Automated trading simply means a disciplined algorithm reads the market and issues execution decisions instead of minute-by-minute manual watching. In recent years it has moved from institutional desks into reach of individual Gulf investors.
What machines do better — and what they don’t
Three things precisely: discipline (no revenge-trading, no stubborn doubling), coverage (dozens of assets watched around the clock without fatigue), and consistency (the same rule applied to trade one and trade one thousand). What they don’t do: miracles of prediction. No system knows tomorrow; the edge comes from controlling risk size, not reading the future.
First question for any provider: where does my money sit?
The only acceptable answer: in an account under your own name. Any service asking you to wire capital into its own accounts upgrades your exposure from market risk to counterparty risk — a fundamental shift you must understand before anything else.
Second question: where is the track record, and who audits it?

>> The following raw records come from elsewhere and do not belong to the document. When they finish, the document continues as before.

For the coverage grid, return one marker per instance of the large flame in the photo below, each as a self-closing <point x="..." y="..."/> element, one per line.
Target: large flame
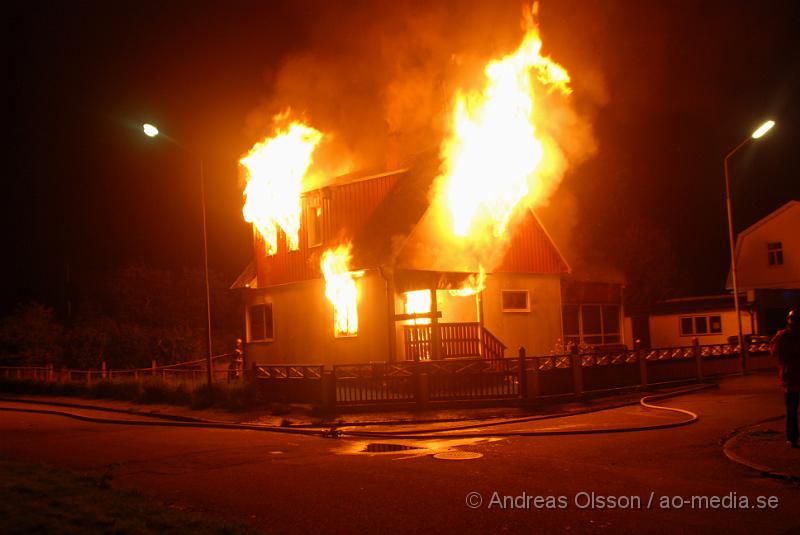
<point x="475" y="283"/>
<point x="341" y="289"/>
<point x="494" y="157"/>
<point x="275" y="168"/>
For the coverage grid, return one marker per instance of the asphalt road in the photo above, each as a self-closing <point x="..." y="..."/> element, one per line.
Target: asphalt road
<point x="614" y="483"/>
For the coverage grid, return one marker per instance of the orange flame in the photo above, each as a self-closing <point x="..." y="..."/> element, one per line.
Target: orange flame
<point x="475" y="283"/>
<point x="275" y="168"/>
<point x="494" y="158"/>
<point x="341" y="289"/>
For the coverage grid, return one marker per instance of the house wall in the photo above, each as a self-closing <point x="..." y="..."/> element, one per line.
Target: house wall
<point x="303" y="325"/>
<point x="536" y="330"/>
<point x="753" y="266"/>
<point x="665" y="329"/>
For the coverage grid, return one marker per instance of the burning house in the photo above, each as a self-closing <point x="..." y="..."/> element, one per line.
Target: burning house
<point x="443" y="257"/>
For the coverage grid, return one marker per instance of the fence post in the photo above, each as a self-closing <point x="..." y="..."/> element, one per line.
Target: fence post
<point x="532" y="377"/>
<point x="698" y="357"/>
<point x="422" y="383"/>
<point x="577" y="373"/>
<point x="642" y="356"/>
<point x="523" y="374"/>
<point x="328" y="385"/>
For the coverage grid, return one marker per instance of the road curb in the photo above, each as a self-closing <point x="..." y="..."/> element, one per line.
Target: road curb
<point x="764" y="471"/>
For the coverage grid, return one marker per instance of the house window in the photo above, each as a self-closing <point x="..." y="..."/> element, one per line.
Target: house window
<point x="345" y="322"/>
<point x="260" y="325"/>
<point x="591" y="324"/>
<point x="700" y="325"/>
<point x="314" y="223"/>
<point x="775" y="253"/>
<point x="516" y="301"/>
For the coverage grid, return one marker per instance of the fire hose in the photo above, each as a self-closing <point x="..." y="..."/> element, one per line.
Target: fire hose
<point x="337" y="430"/>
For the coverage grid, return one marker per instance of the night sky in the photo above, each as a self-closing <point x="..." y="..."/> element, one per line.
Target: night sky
<point x="671" y="88"/>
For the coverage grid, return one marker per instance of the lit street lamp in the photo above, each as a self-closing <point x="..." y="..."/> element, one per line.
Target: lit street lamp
<point x="152" y="131"/>
<point x="760" y="131"/>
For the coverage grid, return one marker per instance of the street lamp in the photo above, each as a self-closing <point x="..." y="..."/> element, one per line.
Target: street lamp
<point x="151" y="131"/>
<point x="760" y="131"/>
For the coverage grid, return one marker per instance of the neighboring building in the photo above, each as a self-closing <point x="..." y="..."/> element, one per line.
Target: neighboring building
<point x="387" y="219"/>
<point x="768" y="266"/>
<point x="676" y="322"/>
<point x="768" y="270"/>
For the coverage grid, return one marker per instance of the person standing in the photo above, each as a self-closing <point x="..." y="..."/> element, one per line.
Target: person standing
<point x="785" y="346"/>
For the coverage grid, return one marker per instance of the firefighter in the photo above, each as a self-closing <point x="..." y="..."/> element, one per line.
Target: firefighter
<point x="237" y="361"/>
<point x="785" y="346"/>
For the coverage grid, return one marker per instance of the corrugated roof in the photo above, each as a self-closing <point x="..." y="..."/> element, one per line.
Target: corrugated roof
<point x="389" y="221"/>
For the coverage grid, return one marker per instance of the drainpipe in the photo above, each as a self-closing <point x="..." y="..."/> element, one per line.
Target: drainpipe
<point x="479" y="305"/>
<point x="436" y="335"/>
<point x="390" y="311"/>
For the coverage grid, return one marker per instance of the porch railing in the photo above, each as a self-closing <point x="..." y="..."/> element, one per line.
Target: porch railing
<point x="458" y="340"/>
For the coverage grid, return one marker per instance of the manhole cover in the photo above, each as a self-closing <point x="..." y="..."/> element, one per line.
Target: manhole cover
<point x="382" y="447"/>
<point x="457" y="455"/>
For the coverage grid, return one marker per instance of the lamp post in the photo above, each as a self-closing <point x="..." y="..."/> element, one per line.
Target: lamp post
<point x="763" y="129"/>
<point x="151" y="131"/>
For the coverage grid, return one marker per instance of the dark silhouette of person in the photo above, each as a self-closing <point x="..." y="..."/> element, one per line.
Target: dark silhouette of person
<point x="786" y="347"/>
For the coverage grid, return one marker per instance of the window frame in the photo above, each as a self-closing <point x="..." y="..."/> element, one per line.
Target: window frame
<point x="515" y="310"/>
<point x="336" y="333"/>
<point x="606" y="337"/>
<point x="775" y="253"/>
<point x="314" y="204"/>
<point x="271" y="330"/>
<point x="693" y="320"/>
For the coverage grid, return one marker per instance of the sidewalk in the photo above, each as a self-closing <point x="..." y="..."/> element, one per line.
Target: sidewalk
<point x="760" y="446"/>
<point x="763" y="447"/>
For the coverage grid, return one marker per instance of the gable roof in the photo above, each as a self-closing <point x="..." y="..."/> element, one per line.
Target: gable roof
<point x="389" y="220"/>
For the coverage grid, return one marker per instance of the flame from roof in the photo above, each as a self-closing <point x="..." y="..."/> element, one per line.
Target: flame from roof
<point x="341" y="289"/>
<point x="494" y="157"/>
<point x="275" y="169"/>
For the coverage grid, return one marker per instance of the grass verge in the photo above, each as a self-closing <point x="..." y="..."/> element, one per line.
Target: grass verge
<point x="236" y="396"/>
<point x="42" y="499"/>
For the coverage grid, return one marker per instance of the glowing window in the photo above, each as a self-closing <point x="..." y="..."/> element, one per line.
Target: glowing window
<point x="259" y="323"/>
<point x="516" y="301"/>
<point x="775" y="253"/>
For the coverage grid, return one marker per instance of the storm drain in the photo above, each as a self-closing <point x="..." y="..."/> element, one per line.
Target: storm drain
<point x="382" y="447"/>
<point x="457" y="455"/>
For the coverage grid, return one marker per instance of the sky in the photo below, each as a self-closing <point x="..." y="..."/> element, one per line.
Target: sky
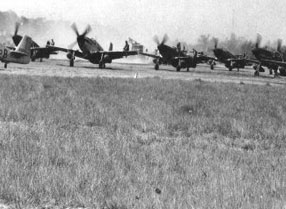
<point x="183" y="20"/>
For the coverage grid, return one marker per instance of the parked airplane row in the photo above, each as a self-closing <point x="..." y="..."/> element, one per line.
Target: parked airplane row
<point x="27" y="49"/>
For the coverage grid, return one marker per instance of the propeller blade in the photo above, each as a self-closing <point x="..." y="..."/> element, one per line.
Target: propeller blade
<point x="216" y="42"/>
<point x="87" y="30"/>
<point x="165" y="39"/>
<point x="74" y="27"/>
<point x="72" y="45"/>
<point x="258" y="40"/>
<point x="279" y="45"/>
<point x="156" y="40"/>
<point x="179" y="47"/>
<point x="17" y="25"/>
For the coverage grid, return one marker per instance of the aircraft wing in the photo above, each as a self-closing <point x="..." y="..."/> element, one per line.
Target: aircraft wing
<point x="151" y="55"/>
<point x="18" y="54"/>
<point x="117" y="54"/>
<point x="49" y="50"/>
<point x="279" y="63"/>
<point x="77" y="53"/>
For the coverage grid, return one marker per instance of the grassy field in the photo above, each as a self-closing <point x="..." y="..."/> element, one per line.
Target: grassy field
<point x="141" y="143"/>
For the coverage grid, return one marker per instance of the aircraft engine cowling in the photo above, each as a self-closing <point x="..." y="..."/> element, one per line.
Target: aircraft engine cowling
<point x="70" y="55"/>
<point x="107" y="59"/>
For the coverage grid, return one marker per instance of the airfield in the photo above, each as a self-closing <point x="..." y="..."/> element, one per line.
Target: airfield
<point x="131" y="137"/>
<point x="126" y="69"/>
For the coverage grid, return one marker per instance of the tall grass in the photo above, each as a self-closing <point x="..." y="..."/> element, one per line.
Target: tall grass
<point x="142" y="143"/>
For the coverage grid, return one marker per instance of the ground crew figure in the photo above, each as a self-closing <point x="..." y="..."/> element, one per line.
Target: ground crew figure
<point x="48" y="43"/>
<point x="126" y="47"/>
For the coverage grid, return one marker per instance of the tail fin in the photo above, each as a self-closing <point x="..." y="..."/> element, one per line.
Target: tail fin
<point x="110" y="47"/>
<point x="25" y="45"/>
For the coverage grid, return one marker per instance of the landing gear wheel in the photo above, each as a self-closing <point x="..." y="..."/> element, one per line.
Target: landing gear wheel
<point x="282" y="71"/>
<point x="71" y="62"/>
<point x="101" y="65"/>
<point x="256" y="73"/>
<point x="156" y="66"/>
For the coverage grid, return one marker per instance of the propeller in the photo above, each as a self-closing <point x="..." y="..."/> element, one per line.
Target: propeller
<point x="17" y="25"/>
<point x="72" y="45"/>
<point x="258" y="40"/>
<point x="164" y="40"/>
<point x="86" y="31"/>
<point x="279" y="45"/>
<point x="216" y="42"/>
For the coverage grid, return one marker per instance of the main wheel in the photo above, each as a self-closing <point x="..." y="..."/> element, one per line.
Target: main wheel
<point x="282" y="71"/>
<point x="156" y="66"/>
<point x="256" y="73"/>
<point x="71" y="62"/>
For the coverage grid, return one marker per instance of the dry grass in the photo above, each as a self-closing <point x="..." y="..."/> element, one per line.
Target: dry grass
<point x="142" y="143"/>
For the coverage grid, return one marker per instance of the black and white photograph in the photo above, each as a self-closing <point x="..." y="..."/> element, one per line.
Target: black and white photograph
<point x="140" y="104"/>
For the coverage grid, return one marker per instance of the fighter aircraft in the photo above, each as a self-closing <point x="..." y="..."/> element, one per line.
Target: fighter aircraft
<point x="271" y="59"/>
<point x="92" y="51"/>
<point x="172" y="55"/>
<point x="21" y="54"/>
<point x="231" y="61"/>
<point x="37" y="52"/>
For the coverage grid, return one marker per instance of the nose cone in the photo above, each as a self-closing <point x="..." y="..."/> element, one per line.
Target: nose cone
<point x="16" y="39"/>
<point x="255" y="52"/>
<point x="80" y="41"/>
<point x="217" y="52"/>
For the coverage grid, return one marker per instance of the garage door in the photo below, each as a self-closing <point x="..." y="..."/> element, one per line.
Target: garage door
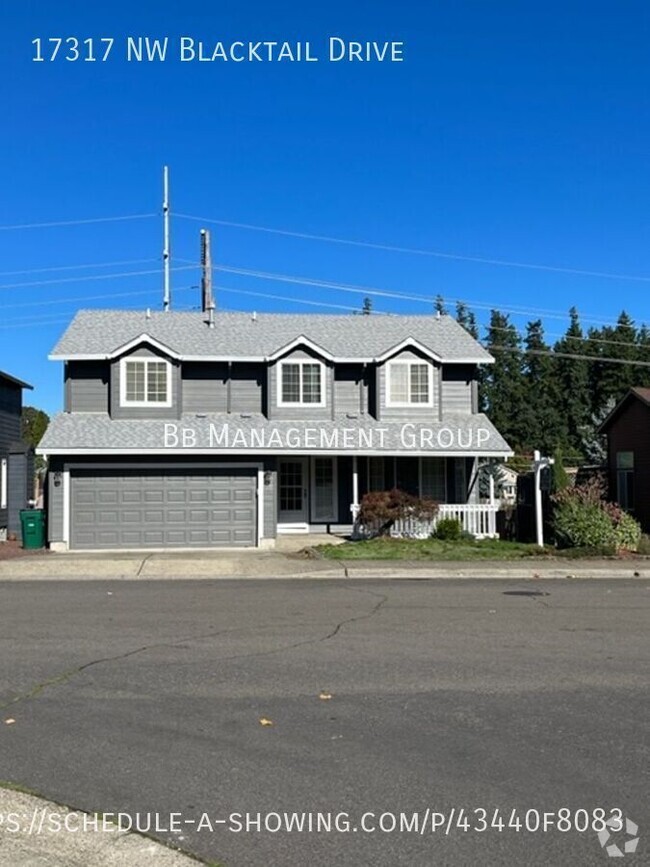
<point x="162" y="508"/>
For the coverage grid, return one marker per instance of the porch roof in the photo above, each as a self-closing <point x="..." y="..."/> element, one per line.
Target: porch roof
<point x="248" y="434"/>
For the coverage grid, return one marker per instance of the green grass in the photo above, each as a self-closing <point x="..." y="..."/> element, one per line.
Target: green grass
<point x="437" y="549"/>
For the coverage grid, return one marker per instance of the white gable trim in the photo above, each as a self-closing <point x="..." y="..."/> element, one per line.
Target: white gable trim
<point x="143" y="338"/>
<point x="409" y="342"/>
<point x="301" y="341"/>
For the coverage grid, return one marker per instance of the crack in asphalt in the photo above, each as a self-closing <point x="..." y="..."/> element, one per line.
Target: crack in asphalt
<point x="318" y="640"/>
<point x="66" y="676"/>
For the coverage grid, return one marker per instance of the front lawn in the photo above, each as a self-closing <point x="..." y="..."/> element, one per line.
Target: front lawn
<point x="386" y="548"/>
<point x="431" y="549"/>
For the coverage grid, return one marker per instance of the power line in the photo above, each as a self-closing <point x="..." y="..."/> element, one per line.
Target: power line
<point x="92" y="277"/>
<point x="367" y="290"/>
<point x="392" y="248"/>
<point x="84" y="222"/>
<point x="85" y="298"/>
<point x="76" y="267"/>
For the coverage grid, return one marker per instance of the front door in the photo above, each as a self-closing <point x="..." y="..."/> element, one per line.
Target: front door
<point x="323" y="490"/>
<point x="292" y="486"/>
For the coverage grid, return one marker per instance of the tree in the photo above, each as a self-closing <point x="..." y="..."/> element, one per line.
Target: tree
<point x="466" y="318"/>
<point x="34" y="423"/>
<point x="573" y="384"/>
<point x="543" y="422"/>
<point x="559" y="478"/>
<point x="503" y="386"/>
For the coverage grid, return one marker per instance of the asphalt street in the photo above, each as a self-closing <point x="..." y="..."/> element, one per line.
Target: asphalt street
<point x="385" y="698"/>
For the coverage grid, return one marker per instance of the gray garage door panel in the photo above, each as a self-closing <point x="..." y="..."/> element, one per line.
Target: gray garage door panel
<point x="163" y="508"/>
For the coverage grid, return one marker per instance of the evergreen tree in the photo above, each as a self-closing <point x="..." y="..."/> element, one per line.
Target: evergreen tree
<point x="544" y="426"/>
<point x="614" y="380"/>
<point x="503" y="387"/>
<point x="466" y="318"/>
<point x="573" y="385"/>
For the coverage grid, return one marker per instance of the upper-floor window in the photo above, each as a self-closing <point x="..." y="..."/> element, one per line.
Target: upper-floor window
<point x="409" y="383"/>
<point x="301" y="383"/>
<point x="145" y="382"/>
<point x="625" y="480"/>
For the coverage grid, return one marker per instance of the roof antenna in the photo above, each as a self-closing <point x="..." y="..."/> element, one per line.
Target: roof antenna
<point x="166" y="250"/>
<point x="207" y="298"/>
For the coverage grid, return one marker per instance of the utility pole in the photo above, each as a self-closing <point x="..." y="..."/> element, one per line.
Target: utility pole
<point x="539" y="463"/>
<point x="207" y="297"/>
<point x="166" y="250"/>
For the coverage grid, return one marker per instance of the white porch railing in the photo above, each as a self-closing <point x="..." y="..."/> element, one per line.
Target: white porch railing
<point x="478" y="519"/>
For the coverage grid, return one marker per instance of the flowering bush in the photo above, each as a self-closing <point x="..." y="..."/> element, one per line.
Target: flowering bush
<point x="583" y="518"/>
<point x="379" y="510"/>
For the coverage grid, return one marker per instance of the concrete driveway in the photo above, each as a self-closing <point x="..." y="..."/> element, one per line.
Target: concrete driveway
<point x="147" y="698"/>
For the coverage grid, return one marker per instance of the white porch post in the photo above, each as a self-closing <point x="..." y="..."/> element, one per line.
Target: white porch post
<point x="354" y="508"/>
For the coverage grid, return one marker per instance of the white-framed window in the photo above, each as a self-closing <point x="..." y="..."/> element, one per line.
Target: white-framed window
<point x="376" y="474"/>
<point x="409" y="383"/>
<point x="433" y="478"/>
<point x="3" y="483"/>
<point x="301" y="383"/>
<point x="625" y="480"/>
<point x="145" y="382"/>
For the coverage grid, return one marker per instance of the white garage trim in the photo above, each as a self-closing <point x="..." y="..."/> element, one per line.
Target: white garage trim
<point x="256" y="465"/>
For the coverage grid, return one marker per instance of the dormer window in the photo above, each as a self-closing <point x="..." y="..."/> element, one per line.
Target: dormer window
<point x="300" y="383"/>
<point x="409" y="383"/>
<point x="145" y="382"/>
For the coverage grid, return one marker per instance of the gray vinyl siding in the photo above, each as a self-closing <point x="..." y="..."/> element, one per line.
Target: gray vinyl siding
<point x="270" y="494"/>
<point x="408" y="413"/>
<point x="173" y="411"/>
<point x="458" y="388"/>
<point x="205" y="387"/>
<point x="350" y="389"/>
<point x="87" y="386"/>
<point x="300" y="412"/>
<point x="54" y="501"/>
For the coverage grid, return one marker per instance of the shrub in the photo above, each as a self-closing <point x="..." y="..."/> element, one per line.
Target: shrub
<point x="582" y="518"/>
<point x="379" y="510"/>
<point x="644" y="544"/>
<point x="448" y="529"/>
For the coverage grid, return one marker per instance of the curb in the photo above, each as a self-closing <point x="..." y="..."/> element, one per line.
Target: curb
<point x="38" y="831"/>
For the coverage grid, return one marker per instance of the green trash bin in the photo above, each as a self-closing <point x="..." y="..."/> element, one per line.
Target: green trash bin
<point x="32" y="523"/>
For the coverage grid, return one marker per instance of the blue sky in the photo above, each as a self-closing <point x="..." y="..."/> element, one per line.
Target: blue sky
<point x="512" y="131"/>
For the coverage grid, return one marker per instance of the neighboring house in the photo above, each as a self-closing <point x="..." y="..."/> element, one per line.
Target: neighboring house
<point x="181" y="432"/>
<point x="628" y="458"/>
<point x="507" y="492"/>
<point x="16" y="462"/>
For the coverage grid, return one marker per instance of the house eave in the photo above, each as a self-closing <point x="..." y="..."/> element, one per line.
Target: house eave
<point x="469" y="453"/>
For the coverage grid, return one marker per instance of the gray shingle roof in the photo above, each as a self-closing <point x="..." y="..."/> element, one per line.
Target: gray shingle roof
<point x="75" y="433"/>
<point x="239" y="335"/>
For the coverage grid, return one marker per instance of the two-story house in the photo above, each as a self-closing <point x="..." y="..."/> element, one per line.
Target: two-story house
<point x="16" y="465"/>
<point x="181" y="430"/>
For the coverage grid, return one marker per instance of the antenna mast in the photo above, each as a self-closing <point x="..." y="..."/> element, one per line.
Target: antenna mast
<point x="166" y="251"/>
<point x="207" y="298"/>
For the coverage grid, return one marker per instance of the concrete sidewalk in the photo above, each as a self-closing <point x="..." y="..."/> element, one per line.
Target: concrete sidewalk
<point x="38" y="832"/>
<point x="254" y="564"/>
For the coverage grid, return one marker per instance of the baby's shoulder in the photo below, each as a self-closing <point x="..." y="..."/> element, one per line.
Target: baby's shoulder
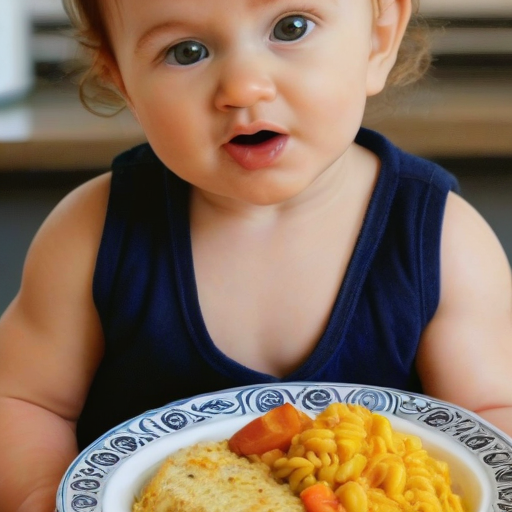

Screenshots are not a record. Ask for one read by an independent third party directly from the account — such as MyFxBook — showing wins and losses together, unfiltered. A record without a single losing month is a question mark, not a quality mark.
Third question: how is risk managed, in numbers?
Demand a figure, not a slogan. "We manage risk professionally" is marketing; "no trade risks more than 2% of the portfolio, with size computed in reverse from the stop-loss" is an auditable method. Also ask what happens when losses cluster — the right answer: position sizes shrink automatically because the percentage is computed from the current balance.
The fee model reveals the provider’s bias
A fixed monthly subscription means the provider earns whether you win or lose. The aligned model is a share of net profits only — at Raz Amwal, 5% of net profit: no profit, no fee, which makes your success literally a condition of ours.
Bottom line: automated trading is a powerful tool under two conditions — verifiable transparency, and risk management written as a number. Start small, watch the record yourself, then decide calmly.